Yes, I certainly do believe that there is, or at least can be, an advaitic form of Christianity; as a matter of fact I’m at work on a book on the subject. I realize this may come as something of a surprise. But as I see it, that’s because you mistakenly think that a non-dual formulation of this, or any other, tradition must be to the exclusion of the hierarchical—and seemingly dualistic—point of view that you associate with neo-Platonic metaphysics. On the contrary, it seems to me that these are two equally plausible perspectives on the same apophatic Reality. Neither is “right”, and neither “wrong”.
It all depends on what a given person means by (your phrase) “the ordinary world”. You point out that the Bodhisattva sees “no difference between Samsara and Nirvana“. True enough, but is the Samsara he sees the same as the Samsara I see? That’s for me a key question. And the answer surely is no. Doesn’t the fact that he sees Samsara as non-different from Nirvana mean that he sees it more truly or clearly than I do? Otherwise what would be the point of this central Mahayanic teaching, if not to help me see in a new, more authentic way?

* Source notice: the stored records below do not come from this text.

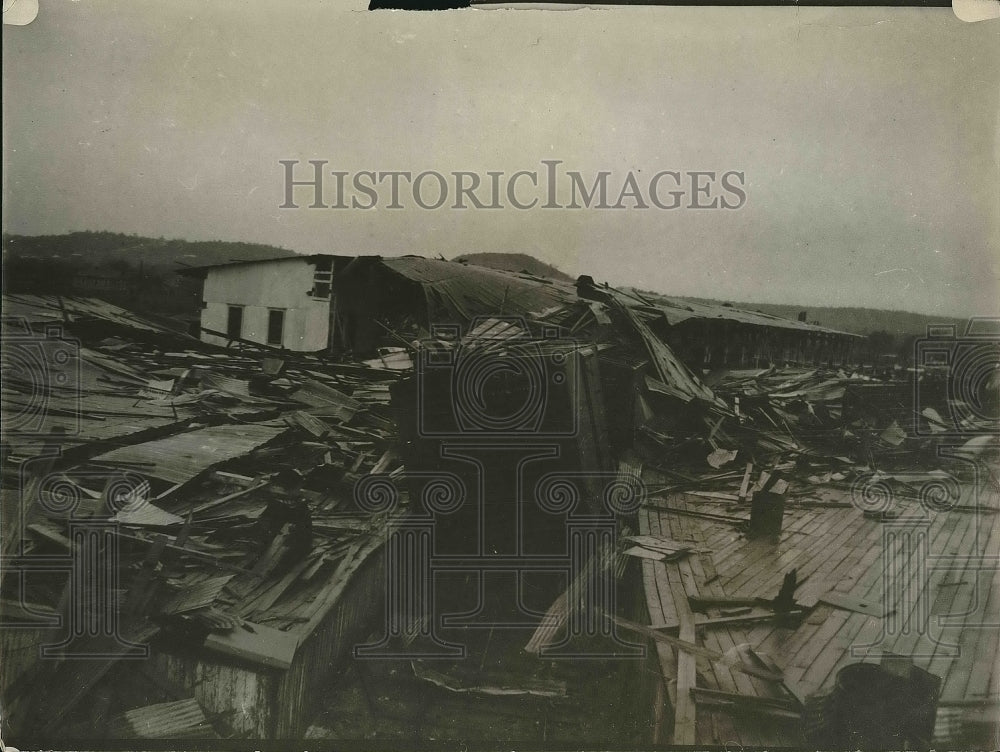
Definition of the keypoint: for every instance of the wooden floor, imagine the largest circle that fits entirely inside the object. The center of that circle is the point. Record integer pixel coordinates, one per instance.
(936, 574)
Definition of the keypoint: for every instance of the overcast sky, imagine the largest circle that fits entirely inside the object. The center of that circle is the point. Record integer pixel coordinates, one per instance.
(868, 137)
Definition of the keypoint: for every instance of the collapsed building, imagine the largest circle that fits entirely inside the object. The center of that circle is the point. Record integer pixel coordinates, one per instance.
(348, 304)
(492, 470)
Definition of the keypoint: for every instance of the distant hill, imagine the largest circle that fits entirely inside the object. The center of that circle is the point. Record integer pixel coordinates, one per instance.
(515, 262)
(132, 271)
(900, 324)
(49, 263)
(100, 248)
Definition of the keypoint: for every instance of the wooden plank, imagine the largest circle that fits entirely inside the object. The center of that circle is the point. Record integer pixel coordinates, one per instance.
(256, 643)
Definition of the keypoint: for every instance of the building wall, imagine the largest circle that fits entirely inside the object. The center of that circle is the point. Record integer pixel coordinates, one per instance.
(260, 287)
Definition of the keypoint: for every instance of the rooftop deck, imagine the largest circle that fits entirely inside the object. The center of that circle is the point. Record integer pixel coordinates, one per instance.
(923, 585)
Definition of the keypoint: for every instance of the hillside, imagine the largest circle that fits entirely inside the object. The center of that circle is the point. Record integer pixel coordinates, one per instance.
(900, 324)
(515, 262)
(48, 263)
(100, 248)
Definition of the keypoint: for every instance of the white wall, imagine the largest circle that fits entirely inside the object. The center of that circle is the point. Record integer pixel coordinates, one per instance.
(259, 287)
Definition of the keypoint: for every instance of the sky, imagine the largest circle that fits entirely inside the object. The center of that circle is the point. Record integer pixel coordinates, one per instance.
(868, 138)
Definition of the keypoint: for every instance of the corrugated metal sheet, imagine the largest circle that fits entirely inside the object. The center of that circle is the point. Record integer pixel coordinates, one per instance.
(179, 458)
(676, 311)
(166, 720)
(466, 291)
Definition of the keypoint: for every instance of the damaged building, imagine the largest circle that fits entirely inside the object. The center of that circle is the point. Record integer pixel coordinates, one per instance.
(348, 304)
(470, 474)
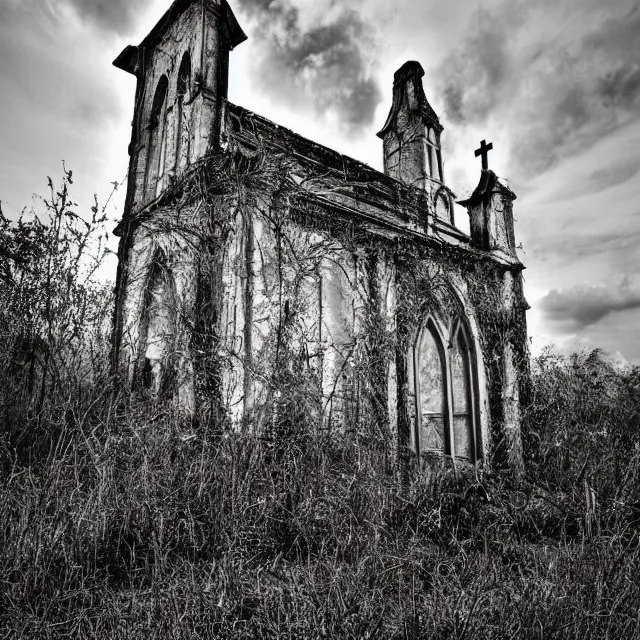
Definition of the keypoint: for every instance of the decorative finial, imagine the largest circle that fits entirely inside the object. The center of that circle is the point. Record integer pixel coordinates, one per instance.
(484, 152)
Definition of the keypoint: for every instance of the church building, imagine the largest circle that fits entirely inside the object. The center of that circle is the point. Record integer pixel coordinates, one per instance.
(269, 282)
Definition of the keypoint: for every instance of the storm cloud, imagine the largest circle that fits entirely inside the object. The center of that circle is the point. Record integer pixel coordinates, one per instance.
(324, 66)
(111, 15)
(585, 305)
(557, 90)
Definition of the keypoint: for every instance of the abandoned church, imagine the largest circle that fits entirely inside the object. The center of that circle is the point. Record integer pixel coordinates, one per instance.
(264, 278)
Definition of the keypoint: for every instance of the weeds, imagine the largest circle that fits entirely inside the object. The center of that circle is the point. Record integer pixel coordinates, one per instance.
(122, 519)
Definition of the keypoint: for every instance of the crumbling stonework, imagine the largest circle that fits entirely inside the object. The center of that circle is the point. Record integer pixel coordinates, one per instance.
(267, 281)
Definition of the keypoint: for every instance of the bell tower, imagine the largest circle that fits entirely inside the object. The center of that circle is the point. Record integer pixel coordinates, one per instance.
(182, 70)
(411, 140)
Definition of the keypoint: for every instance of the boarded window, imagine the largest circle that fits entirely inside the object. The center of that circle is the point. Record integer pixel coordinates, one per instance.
(434, 165)
(158, 330)
(461, 386)
(182, 125)
(157, 141)
(432, 385)
(443, 210)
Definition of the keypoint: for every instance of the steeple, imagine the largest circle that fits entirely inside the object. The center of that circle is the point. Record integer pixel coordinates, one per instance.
(182, 70)
(411, 140)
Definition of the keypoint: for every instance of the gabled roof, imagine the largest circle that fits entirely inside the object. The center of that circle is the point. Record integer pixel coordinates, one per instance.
(127, 59)
(410, 70)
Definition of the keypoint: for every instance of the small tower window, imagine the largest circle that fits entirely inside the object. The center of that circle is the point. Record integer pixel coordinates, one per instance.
(443, 210)
(463, 436)
(445, 419)
(182, 126)
(157, 143)
(434, 153)
(158, 329)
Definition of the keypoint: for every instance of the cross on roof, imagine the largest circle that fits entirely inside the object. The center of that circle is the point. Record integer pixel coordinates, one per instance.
(484, 152)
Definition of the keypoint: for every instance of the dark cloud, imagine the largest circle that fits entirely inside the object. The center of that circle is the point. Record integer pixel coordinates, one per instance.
(557, 97)
(112, 15)
(322, 67)
(585, 305)
(478, 70)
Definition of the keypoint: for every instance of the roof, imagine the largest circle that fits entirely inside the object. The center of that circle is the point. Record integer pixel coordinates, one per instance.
(127, 59)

As I understand it, the hierarchical point of view of neo-Platonism and perennialist metaphysics, culminating “at the top” in an ens realissimum, has the soteriological function of helping draw me out of the old and “up” and “into” a new vision, a new level of experience. But once I have entered upon this higher level and have gained a certain distance on the world as ordinarily viewed through the screen of my habits and attachments, I will see that this ens realissimum, being necessarily infinite, cannot be other than “the ordinary world”, but an ordinary that is now in fact truly extraordinary.